Sunday, July 14, 2019

Vatican mystery over missing girl deepens as bones are found


By NICOLE WINFIELD 

Associated Press
20 hrs ago





FILE - In this Wednesday, July 10, 2019 filer, a view of the cemetery of the Pontifical Teutonic College at the Vatican. The mystery over the 1983 disappearance of the 15-year-old daughter of a Vatican employee has taken yet another twist following excavations this week at a Vatican City cemetery. The Vatican said Saturday it had discovered two sets of bones under a stone slab. An official says the area was immediately sealed off and would be opened in the presence of forensic experts on July 20.

Gregorio Borgia



VATICAN CITY (AP) — The mystery of the 1983 disappearance of the 15-year-old daughter of a Vatican employee took yet another twist Saturday following excavations this week at a Vatican City cemetery. The Vatican said it had discovered two sets of bones under a stone slab that will be formally opened next week.
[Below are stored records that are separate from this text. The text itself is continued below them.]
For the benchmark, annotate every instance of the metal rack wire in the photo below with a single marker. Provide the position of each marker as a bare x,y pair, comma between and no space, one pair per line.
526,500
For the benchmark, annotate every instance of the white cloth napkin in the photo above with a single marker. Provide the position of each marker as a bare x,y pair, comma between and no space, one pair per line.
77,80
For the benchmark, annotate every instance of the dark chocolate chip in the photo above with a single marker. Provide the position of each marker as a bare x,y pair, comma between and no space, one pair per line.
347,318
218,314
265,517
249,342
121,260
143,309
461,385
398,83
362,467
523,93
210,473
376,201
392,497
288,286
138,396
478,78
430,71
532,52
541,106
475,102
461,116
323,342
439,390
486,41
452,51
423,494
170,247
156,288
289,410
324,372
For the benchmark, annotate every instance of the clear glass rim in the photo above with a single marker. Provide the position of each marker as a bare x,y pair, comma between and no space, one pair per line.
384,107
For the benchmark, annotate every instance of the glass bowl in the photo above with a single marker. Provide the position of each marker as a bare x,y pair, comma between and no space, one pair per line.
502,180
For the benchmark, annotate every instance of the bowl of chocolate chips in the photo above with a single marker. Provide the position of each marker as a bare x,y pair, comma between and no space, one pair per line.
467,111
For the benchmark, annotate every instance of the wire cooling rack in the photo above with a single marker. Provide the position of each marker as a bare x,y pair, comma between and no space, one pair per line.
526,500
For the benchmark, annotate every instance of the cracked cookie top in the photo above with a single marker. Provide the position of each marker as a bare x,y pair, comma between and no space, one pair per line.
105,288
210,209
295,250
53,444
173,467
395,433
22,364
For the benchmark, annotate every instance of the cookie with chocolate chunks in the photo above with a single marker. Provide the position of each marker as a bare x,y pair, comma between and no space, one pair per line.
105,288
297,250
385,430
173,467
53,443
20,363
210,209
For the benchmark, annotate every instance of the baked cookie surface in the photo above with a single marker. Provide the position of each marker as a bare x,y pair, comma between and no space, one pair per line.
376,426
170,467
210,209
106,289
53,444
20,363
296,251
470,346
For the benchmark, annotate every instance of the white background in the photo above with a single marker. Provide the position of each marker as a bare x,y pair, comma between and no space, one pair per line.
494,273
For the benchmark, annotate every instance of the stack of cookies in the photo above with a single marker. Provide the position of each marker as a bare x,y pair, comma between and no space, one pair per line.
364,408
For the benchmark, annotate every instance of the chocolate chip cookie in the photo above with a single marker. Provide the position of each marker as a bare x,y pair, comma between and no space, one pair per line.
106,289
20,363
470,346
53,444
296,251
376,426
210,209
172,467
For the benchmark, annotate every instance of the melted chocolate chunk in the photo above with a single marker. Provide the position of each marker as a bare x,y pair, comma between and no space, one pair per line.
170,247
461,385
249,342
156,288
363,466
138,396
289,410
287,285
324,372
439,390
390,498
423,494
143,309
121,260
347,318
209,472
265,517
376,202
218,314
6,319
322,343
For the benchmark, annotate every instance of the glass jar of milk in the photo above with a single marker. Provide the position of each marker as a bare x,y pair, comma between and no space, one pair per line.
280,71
The new discovery came after Vatican on Thursday pried open the tombs of two 19th-century German princesses in the cemetery of the Pontifical Teutonic College in hopes of finding the remains of Emanuela Orlandi.


Orlandi's family had received a tip that she might be buried there. But the tombs turned out to be empty, creating yet another mystery about where the dead princesses were.




The Vatican vowed to keep investigating and noted that any bones in the tombs might have been displaced during structural work carried out on both the college building and a cemetery near St. Peter's Basilica in the 1800s and in more recent decades.


On Saturday, Vatican spokesman Alessandro Gisotti said further searches had centered on the areas adjoining the princesses' tombs. He said investigators had located two ossuaries, or sets of bones, under a stone slab manhole covering inside the Teutonic college itself.


He said the area was immediately sealed off and would be opened in the presence of forensic experts on July 20.


Gisotti added that the bones were found in two holes carved out of a large stone that was covered by an old pavement stone a few meters (yards) behind the princesses' tombs. That area is now technically inside a building of the Teutonic College, after expansion work on the building encroached onto the cemetery field.


The last recorded structural work done on the building and the cemetery was in the 1960s and 1970s. Orlandi disappeared in 1983.


She vanished after leaving her family's Vatican City apartment to go to a music lesson in Rome. Her father was a lay employee of the Holy See.